I squeeze her hand. “You have to go back to Kandy soon, anyway, right? How long can you take off school?”
Suriya gives me the look of condescending surprise that means I have failed to grasp some obvious fact of her life. “I will not go back to school. I must stay here and care for my father.”
I drop her hand. “Suriya. Please. Your father is a grown man. You can’t give up your studies. You’ve worked so hard.”
“I do not give up my studies. My success with school gives me power and it makes me brave. Like the first time I spoke to you in Kandy.”
“That’s exactly why you have to finish school.
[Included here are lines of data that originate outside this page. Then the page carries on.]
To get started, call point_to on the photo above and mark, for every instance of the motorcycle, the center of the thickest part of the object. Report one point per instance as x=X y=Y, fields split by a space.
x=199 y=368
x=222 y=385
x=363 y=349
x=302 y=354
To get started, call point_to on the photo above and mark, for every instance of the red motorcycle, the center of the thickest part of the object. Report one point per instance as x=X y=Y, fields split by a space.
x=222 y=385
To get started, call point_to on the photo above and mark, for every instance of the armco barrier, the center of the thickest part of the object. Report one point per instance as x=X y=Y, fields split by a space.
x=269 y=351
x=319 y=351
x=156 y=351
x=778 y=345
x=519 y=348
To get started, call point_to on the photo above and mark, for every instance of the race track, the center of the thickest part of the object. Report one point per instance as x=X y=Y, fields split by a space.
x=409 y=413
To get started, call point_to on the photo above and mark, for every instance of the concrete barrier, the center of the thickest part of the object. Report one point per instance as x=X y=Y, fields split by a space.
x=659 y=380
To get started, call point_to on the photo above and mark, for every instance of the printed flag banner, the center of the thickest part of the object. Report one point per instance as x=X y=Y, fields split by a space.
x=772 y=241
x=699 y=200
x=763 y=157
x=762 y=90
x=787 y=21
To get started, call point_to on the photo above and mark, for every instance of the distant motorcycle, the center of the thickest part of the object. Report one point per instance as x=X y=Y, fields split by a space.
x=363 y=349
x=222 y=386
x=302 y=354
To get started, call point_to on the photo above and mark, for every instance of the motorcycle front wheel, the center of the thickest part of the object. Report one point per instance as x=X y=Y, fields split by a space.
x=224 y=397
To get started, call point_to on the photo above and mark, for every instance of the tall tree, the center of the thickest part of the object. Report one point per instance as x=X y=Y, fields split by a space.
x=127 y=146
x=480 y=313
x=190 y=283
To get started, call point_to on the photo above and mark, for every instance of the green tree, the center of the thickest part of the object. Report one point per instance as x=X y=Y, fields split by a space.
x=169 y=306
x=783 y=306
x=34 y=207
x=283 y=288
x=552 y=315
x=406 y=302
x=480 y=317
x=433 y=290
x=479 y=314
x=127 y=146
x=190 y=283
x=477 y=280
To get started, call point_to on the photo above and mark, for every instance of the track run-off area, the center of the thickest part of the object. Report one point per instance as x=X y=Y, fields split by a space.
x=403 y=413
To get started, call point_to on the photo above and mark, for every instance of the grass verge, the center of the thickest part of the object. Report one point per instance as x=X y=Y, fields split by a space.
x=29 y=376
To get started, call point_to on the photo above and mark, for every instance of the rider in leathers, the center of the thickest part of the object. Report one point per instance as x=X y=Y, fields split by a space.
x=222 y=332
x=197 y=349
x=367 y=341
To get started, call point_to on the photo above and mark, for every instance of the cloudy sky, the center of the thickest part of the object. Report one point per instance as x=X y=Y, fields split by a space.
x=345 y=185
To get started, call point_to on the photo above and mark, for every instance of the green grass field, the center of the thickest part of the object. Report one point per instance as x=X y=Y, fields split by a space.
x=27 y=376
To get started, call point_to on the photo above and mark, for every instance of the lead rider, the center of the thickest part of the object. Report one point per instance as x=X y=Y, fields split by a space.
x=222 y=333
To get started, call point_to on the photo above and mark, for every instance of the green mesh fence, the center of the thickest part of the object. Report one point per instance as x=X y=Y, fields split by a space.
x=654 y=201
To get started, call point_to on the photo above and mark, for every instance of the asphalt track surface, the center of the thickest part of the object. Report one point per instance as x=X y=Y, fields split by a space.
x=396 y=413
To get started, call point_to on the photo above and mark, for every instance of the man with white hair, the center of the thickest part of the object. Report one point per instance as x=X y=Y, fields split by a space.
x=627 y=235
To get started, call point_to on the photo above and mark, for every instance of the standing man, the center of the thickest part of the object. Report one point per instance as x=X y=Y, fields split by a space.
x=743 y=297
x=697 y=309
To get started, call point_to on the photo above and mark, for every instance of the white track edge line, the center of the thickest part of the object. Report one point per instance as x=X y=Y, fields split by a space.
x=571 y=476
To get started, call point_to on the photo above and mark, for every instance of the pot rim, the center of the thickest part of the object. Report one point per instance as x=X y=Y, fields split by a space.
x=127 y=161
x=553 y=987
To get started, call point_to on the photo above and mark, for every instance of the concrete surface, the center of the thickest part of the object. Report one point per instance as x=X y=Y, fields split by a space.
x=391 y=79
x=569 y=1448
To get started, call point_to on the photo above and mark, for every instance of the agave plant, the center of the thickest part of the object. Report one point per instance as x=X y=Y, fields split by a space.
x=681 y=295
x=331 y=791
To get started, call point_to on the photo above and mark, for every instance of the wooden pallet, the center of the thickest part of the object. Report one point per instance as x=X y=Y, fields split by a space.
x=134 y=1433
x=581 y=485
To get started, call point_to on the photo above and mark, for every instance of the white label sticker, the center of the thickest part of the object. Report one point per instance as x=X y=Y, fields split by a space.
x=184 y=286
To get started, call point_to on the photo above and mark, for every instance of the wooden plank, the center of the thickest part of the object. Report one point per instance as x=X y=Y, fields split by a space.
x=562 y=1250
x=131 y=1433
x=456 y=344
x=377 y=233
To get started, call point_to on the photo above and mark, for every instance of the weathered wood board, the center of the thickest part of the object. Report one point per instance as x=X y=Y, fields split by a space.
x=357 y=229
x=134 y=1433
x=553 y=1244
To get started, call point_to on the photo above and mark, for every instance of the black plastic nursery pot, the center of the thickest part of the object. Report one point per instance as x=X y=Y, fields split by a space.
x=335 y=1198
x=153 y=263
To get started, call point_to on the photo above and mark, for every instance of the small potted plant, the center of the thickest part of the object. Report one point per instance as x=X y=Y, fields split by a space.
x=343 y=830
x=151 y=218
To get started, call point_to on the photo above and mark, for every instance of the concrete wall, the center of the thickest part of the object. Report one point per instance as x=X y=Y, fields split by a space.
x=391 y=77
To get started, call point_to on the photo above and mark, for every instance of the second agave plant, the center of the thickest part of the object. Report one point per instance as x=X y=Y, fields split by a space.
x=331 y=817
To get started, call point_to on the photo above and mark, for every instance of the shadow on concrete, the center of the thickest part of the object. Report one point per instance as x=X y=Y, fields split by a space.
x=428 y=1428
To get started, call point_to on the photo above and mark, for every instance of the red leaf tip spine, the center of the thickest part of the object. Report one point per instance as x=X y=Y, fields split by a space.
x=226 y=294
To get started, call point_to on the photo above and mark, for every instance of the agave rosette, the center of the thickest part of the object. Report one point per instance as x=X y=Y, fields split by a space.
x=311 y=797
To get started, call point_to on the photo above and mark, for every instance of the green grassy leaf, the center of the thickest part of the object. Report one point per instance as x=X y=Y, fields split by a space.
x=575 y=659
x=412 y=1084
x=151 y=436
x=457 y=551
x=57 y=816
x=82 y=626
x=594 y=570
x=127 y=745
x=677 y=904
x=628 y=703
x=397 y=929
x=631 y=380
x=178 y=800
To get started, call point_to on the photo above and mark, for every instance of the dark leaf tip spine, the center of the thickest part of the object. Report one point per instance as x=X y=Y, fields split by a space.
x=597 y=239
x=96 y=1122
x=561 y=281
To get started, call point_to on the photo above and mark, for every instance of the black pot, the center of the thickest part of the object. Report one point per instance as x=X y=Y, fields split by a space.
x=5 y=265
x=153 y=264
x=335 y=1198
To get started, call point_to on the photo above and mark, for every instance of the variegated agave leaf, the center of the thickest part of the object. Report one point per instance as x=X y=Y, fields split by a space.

Get a good job.”
“My boyfriend is here soon,” she says, as if I haven’t spoken a
t all.
“Will be here soon,” I say.
“Will be.” She walks toward the kitchen.
—
I email my father: I’ll be home in a week. I’m coming to stay with him for a little while, before I move back to California. Can he pick me up at the airport? He writes back within minutes. He can’t believe how perfectly I timed my email. He had just been sitting down to write me. He misses me so much, can’t wait to see me, how long will I stay? Just a warning: His accountant has told him that the inheritance money is getting low and the remainder needs to be invested, blah blah blah (my father’s words), he’s not going to worry about it, he’s never agonized over money in his life and he’s never gone hungry. He’s started working as an electrician again, like he used to when he was practically still a kid—I knew that, didn’t I? (I didn’t.) He likes it better than film work, really. No ego. And pretty fucking good pay, considering.
Suriya bikes us home from the house with a computer. Too fast, perfect fast.
—
Suriya insists we visit a highly revered cave temple, to make a fruit offering to the gods in exchange for protecting me on my trip home. We make the two-hour trek by bus on a Saturday. The temple gates are frenzied with pilgrims buying lotus flowers, candles, and fruit platters. Suriya requests the largest platter and asks the harried fruit seller to fill it with rose apples, mangoes, bananas, pineapples. As the young woman deftly slices a pineapple and fans the pieces into floral arrangements, I wish I were buying this food as an offering to Suriya. Her family needs a beautiful plate of fresh produce much more than this famous temple that enjoys the government’s showy patronage. And it seems highly unlikely that any god will concern himself with my personal safety in exchange for a banana in the shape of a tulip.